In summary, we believe that DiGGR differs from [1-5] in several key aspects. In the subsequent revisions of our paper, we will revisit and discuss the work of [1-5] in the related work section. Additionally, we will include a discussion section in the methodology part of the paper to help readers better understand the distinctions between DiGGR and these prior methods.
[1] Disentangled contrastive learning on graphs. NeurIPS 2021
[2] Disentangled graph contrastive learning with independence promotion. TKDE 2022
[3] Disentangled graph collaborative filtering. SIGIR 2020.
[4] Disentangled Graph Convolutional Networks. ICML 2019.
[5] Deep Generative Model for Periodic Graphs. NeurIPS 2022.
[6] Learning the parts of objects by non-negative matrix factorization. nature 401.6755 (1999): 788-791.
The scores of this paper are mixed. After reading the paper and the authors' rebuttals, I decided to reject this paper due to its incremental contributions to methodology and performance.
Firstly, as the reviewers pointed out, there are many existing disentangled graph representation learning methods, while few of them are treated as baselines in this work, which makes the novelty of the proposed method questionable. Although the authors highlighted the differences between the proposed method and the existing ones, the claims were not verified by sufficient experiments. Especially, a comprehensive comparison with the method in "Deep Generative Model for Periodic Graphs. NeurIPS 2022" is necessary because the main difference between the proposed method and this one is the distribution assumption of latent factors.

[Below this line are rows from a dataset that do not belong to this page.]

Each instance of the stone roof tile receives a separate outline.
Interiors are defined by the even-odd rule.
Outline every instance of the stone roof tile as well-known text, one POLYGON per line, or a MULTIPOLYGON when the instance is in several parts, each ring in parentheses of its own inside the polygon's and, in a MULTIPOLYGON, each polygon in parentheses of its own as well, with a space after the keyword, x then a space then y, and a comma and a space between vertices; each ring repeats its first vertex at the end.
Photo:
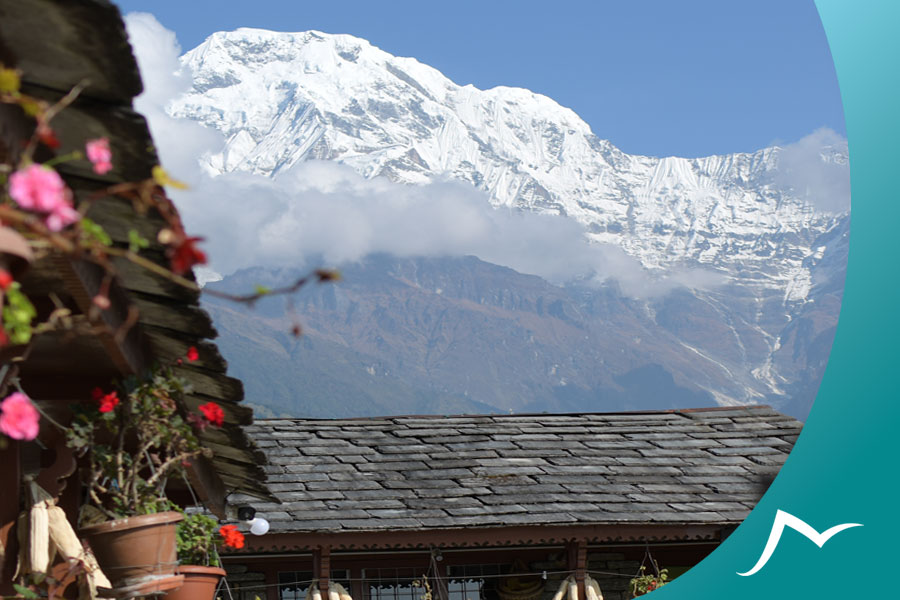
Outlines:
POLYGON ((283 503, 257 511, 273 532, 308 532, 737 523, 801 428, 769 407, 732 407, 278 419, 247 430, 283 503))

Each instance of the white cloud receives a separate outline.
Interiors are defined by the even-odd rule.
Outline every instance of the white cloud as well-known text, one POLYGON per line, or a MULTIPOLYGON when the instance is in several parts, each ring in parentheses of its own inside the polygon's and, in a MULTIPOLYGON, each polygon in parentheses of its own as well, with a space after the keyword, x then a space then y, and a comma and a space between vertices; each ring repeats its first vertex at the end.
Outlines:
POLYGON ((275 178, 211 176, 198 158, 219 152, 222 137, 165 112, 189 85, 174 34, 149 14, 129 14, 125 21, 146 88, 136 108, 148 118, 163 165, 191 185, 172 195, 188 231, 207 238, 215 271, 295 266, 313 256, 337 265, 381 252, 475 255, 558 283, 612 278, 632 296, 720 282, 696 270, 651 279, 620 248, 589 243, 575 221, 493 209, 483 192, 462 182, 408 186, 322 161, 300 163, 275 178))
POLYGON ((224 140, 217 131, 166 114, 166 104, 191 86, 190 75, 182 71, 178 61, 181 46, 175 34, 148 13, 129 13, 125 26, 144 81, 144 92, 135 99, 135 109, 147 117, 163 164, 196 185, 203 180, 198 157, 221 149, 224 140))
POLYGON ((828 128, 817 129, 781 148, 775 182, 805 197, 819 210, 850 209, 847 140, 828 128))

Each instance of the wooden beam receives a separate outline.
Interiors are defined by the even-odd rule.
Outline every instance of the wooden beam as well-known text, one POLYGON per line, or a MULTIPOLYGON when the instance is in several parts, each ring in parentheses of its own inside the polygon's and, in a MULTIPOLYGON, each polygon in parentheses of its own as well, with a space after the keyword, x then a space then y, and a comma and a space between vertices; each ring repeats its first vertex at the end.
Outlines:
MULTIPOLYGON (((81 312, 88 314, 93 307, 94 296, 100 291, 105 272, 99 266, 85 261, 59 259, 56 262, 66 289, 81 312)), ((129 311, 133 309, 131 302, 115 281, 109 286, 109 299, 112 306, 100 311, 100 317, 109 331, 99 334, 97 338, 123 375, 140 373, 150 365, 150 357, 141 342, 137 323, 128 329, 124 339, 117 339, 114 335, 128 322, 129 311)))
POLYGON ((86 95, 112 103, 130 103, 141 93, 128 35, 112 3, 2 2, 0 38, 19 59, 6 64, 40 85, 65 93, 87 79, 86 95))
MULTIPOLYGON (((265 515, 261 515, 265 517, 265 515)), ((247 539, 238 553, 334 550, 404 550, 562 545, 581 539, 591 544, 720 541, 724 523, 613 523, 594 525, 470 527, 393 531, 269 533, 247 539)))
POLYGON ((228 491, 216 473, 212 461, 204 456, 194 458, 191 460, 191 466, 187 468, 187 477, 206 508, 220 519, 225 519, 228 491))

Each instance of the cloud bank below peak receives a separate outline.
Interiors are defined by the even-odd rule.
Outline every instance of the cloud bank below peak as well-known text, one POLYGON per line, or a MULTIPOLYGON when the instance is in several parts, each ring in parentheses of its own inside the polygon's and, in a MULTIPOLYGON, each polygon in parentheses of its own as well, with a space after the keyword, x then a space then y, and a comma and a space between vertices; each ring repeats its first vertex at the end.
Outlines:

Secondly, considering the change in the averaged result and the corresponding standard deviation, the performance improvements caused by the proposed method are incremental in most situations. The additional results shown in the rebuttal phase did not resolve this concern successfully. In addition, according to the figures shown in the paper and the pdf file provided in the rebuttal phase, the disentangled latent factors seem to imply clustered nodes, which is questionable for representing heterophilic graphs (and in my opinion, it might be the reason for the incremental performance improvements, and I strongly suggest the authors add analytic experiments to verify whether such a correlation exists and what a kind of impact it has on the model performance).
In addition, there are many typos in the paper, e.g., the "grpah" in the titles of Sections 3.3 and 3.3.1.
In summary, although no comprehensive discussions happened in the rebuttal phase (As AC, I am sorry to the authors, but I have tried my best to remind the reviewers), based on the analysis above, I suggest the authors polish this work and resubmit it in the future.